The initial diagnosis of thoracolumbar IVDD is obtained from the signalment, history and neurologic examination. Diagnosis of thoracolumbar disc extrusion/protrusion is confirmed by imaging techniques and surgery. Survey spinal radiography can help to determine the diagnosis and site of thoracolumbar disc extrusion if roentogenic signs are well defined and consistent with neuroanatomic localization. In studies of dogs with surgically confirmed thoracolumbar IVDD, survey radiography had an accuracy of 68-72% in identifying the site of disc extrusion; whereas, accuracy of myelography was higher (Kirberger 1992; Olby 1994). Myelography is performed with isotonic, water soluble contrast. Myelographic contrast injection at the caudal lumbar region is preferred over the cerebellomedullary cistern for demonstrating thoracolumbar disc extrusion. Longitudinal lesion localization by myelography for thoracolumbar IVDD varies in accuracy but in most cases is close to 90% (Kirberger 1994; Olby 1994).

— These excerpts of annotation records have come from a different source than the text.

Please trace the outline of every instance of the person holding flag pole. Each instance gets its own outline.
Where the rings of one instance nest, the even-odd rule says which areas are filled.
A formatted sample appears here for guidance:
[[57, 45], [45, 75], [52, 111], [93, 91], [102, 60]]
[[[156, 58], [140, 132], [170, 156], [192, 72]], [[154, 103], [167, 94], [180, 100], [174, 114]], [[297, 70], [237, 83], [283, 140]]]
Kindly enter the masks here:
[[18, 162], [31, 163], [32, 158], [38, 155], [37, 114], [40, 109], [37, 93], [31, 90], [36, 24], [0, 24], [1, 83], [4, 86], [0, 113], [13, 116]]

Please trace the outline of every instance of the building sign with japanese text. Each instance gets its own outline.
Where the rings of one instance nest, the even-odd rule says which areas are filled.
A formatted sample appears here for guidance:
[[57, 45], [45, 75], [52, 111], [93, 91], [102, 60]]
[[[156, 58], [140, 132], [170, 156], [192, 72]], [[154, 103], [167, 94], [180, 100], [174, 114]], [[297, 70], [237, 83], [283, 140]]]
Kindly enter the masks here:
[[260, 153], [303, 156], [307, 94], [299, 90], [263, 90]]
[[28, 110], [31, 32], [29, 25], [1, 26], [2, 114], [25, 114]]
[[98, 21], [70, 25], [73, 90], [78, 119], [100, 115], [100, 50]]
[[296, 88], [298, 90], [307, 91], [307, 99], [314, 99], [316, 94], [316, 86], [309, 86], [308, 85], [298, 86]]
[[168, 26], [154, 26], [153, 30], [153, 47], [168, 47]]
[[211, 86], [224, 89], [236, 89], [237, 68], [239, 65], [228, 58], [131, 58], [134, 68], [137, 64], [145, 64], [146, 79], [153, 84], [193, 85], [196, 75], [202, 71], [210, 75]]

Computed tomography used alone or as an adjunct to myelography to more completely delineate lateralization of extruded disc material. CT has been shown to be more accurate than myelography at identifying the major site of disc herniation and has the advantage of being a more rapid test with fewer side effects than myelography (Olby 1999). MRI can provide multiplanar views of the cord compression allowing an accurate surgical approach and can help to identify associated vertebral canal hemorrhage to further assist with determining the extent of surgical decompression required. MRI can also identify parenchymal lesions such as edema or infarction that also may affect the prognosis (Ito 2005).